First he got a tattoo and was “missing in action” for 6 hours. Then he decided to jump on a sailboat going all the way to Tahiti! Spencer made a few impulsive (but good) decisions, in his last 24 hours with us.
It was time to go. Aldebaran was not sailing to the northern Marquesan Islands – yet – where Spencer’s return flight awaited him. The haul-out was scheduled for the end of the month, in Hiva Oa, the capital of the southern Marquesan islands. Spencer looked at his three gigantic duffel bags full of gear and souvenirs, which would cost a fortune on inter-island flights, and decided that sailing to Tahiti sounded like a darn good idea.
The new boat’s name was Dancia, a 39 foot Jeanneau captained by a solo Aussie sailor. The fellow was also giving a ride to a girl from Easter Island, who had hitched her way on another sailboat to Marquesas. The three of them would now be crew mates for the next 800 miles going west across the Tuamotos archipelago, all the way to Papeete.
Spencer had just finished sailing 4200 miles with us on Aldebaran over three months. Starting in Galapagos where he flew in to meet us, we sailed three weeks to Pitcairn, then Gambier, and ended in Marquesas – fulfilling many dreams together.
Spencer is a sailing instructor. After the first 1000 continuous miles of our Pacific crossing, he became eligible for an even higher level in his career: blue water sailing instruction. The Pirate King himself appeared and proclaimed him “Master Mariner Macrae” after the appropriate ceremonies were conducted.
“M-cubed”, as we affectionately call him, lived up to his title. Aldebaran’s reefing system was, frankly, a joke before this. Spencer spent several hours on deck while underway in our passage contemplating the running rigging; he made a system that we can now reliably and safely reduce the mainsail. This was a massive improvement in the boat’s operation.

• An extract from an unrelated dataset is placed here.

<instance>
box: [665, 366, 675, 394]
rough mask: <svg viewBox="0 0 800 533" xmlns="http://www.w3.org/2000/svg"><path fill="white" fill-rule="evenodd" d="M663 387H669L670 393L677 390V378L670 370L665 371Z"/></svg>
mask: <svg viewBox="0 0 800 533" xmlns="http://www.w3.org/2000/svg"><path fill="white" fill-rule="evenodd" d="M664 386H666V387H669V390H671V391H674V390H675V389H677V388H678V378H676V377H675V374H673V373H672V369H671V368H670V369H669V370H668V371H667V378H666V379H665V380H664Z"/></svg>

Spence was a fantastic crew mate and we will miss his energy. He became giddy with excitement when asked to teach knot tying skills. He also shimmied in a happy dance during the few times Sabrina served flan for dessert. Even though the heat sometimes took its toll on Spence, he was a good sport and blasted Travis Tritt’s song “It’s a Good Day to be Alive” almost every morning on our stereo. Talk about a morale booster!
Fair winds Spence — we’ll see you again down the road! We are stoked you completed your journey to the South Seas with a sail to Tahiti… we can’t wait to hear all about it.